Spektakulärer Schädelfund aus der Jungsteinzeit

Ein ungewöhnlich gut erhaltenes Zeugnis steinzeitlichen Totenkults haben Forscher in Israel entdeckt. Bei Grabungen in Galiläa fanden Archäologen drei mit Muscheln und Gips verzierte Schädel, teilte die israelische Antikenbehörde am Mittwoch (13.08.2008) mit. Die auf diese Weise vor etwa 9.000 Jahren entstandenen Büsten seien menschlichen Gesichtszügen nachempfunden. Die Nasen seien völlig wiederhergestellt, die Münder betont und die Augen durch eine eingelegte Muschel ersetzt worden.

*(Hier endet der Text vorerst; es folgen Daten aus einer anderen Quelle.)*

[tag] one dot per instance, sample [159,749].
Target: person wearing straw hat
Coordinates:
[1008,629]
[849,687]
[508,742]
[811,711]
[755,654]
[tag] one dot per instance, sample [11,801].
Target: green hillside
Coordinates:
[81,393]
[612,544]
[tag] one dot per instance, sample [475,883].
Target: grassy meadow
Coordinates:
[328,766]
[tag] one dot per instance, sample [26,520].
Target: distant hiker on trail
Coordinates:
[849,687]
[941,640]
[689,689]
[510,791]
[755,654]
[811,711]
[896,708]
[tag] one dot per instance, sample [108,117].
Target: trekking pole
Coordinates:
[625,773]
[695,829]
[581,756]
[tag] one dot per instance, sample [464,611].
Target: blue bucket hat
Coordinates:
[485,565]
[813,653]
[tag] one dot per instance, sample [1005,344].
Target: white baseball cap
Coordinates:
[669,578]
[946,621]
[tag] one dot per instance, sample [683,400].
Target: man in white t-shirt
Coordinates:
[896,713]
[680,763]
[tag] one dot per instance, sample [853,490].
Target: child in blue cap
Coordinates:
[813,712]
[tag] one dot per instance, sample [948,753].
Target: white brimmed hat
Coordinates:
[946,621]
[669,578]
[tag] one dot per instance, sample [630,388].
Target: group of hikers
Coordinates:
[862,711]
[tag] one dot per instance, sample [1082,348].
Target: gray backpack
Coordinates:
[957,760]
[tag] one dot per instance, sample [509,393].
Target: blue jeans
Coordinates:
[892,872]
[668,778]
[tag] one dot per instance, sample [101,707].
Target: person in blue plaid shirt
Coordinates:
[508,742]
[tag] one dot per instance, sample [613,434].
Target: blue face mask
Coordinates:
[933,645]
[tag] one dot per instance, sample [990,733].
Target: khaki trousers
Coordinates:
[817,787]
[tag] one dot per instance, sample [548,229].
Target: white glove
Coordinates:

Die Wissenschaftler vermuten, dass eine gewisse Zeit nach der Bestattung allein der skelettierte Schädel aus dem Grab hervorgeholt worden sei, um das Antlitz mit Gips und anderen Materialien zu rekonstruieren. Den Kopf des Toten habe man dann an eigens dafür vorgesehenen Plätzen zur Anbetung aufgestellt. Auf diese Weise sollte der Verstorbene im Gedächtnis seiner Nachfahren bleiben. Erst später seien die Büsten dann in eigenen Gruben abgelegt worden.

Das Phänomen trat den Angaben zufolge in der Periode der Jungsteinzeit auf und war im Nahen Osten offenbar verbreitet. Bei Damaskus, Jericho und in Jordanien fanden sich laut Antikenbehörde bereits ähnlich bearbeitete Schädel. Vergleichbare Bräuche habe es in China vor 7.000 Jahren sowie im alten Ägypten gegeben. Bis heute seien solche Formen des Ahnenkults in bestimmten Regionen Afrikas nachweisbar.